How do I tell a non-tech-savvy person how to take a screenshot? “Press the Print Screen button” is easy, and I can walk them through uploading it. But what about the in-between step of moving it from your hard drive to a file? Is mspaint recommended because it’s installed?

I want these directions for novice computer users, the type who, quite often, really don’t know how to copy-and-paste, so “Use a graphics editor of your choice” is out.
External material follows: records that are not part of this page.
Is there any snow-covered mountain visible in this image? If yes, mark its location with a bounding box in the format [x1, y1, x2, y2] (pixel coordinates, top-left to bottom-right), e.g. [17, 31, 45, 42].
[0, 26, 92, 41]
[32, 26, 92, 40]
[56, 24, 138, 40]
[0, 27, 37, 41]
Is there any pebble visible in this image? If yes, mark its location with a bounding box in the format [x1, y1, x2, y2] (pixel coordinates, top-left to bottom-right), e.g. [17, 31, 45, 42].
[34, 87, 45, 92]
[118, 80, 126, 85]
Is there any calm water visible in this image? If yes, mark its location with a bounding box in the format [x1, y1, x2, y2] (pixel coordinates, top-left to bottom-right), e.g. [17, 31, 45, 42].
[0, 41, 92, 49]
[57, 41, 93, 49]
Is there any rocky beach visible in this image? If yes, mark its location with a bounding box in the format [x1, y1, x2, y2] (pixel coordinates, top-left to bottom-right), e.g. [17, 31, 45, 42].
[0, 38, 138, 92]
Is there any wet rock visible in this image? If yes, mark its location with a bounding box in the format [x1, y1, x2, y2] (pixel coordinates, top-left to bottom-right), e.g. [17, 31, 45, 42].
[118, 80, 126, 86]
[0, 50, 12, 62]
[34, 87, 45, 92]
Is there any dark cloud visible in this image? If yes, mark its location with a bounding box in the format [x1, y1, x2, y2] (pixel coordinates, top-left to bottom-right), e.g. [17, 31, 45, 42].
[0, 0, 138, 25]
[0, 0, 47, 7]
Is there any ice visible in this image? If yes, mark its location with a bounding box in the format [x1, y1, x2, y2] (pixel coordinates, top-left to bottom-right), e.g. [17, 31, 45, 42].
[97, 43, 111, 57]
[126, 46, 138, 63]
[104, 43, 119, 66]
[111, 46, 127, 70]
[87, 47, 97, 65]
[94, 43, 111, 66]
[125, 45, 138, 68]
They’re often having computer issues, so I don’t want to direct them to download software.

Incidentally, the Mac is the exact opposite of Windows: it’s really hard to figure out how to take a screenshot (Apple-Shift-3?!), but once you do, it’s a piece of cake: it saves a PNG to your desktop. And you can do Apple-Shift-4 to select an area of the screen. If only the two merged, so that you could just press “Print Screen” like on every Windows computer ever made, and have it save an image to your desktop like ever Mac ever made, it would be so incredibly helpful.

SSDs and Asinine Arguments

I tend to get annoyed most of the time people talk about SSDs. There are two main arguments against them:

  • They don’t last long*, and
  • They’re expensive.

On the first point, this is more or less wrong. Everyone sees that they have a finite life and flips out, not realizing that the MBTF is usually several times a conventional hard drive. Someone else argues that this may be so, but that an individual sector can only be written to so often. (Which is the exact same argument that was just refuted?) Except that I’ve never seen an SSD that didn’t have wear-leveling. Furthermore, conventional hard drive get bad sectors, too. I’ve never heard anyone who actually knows what they’re talking about indicate a problem with the reliability of SSDs.

The second point drives me even more crazy. Of course they’re expensive. It’s asinine to even discuss. I can get a 128GB SSD for $300. I have two 2TB disks being shipped to me that, collectively, cost less. But can the 2TB disks do 200MB/sec. reads and have basically-instant seek times? Nope. It’s like trying to compare tractor trailers to Ferraris. It’s asinine to do.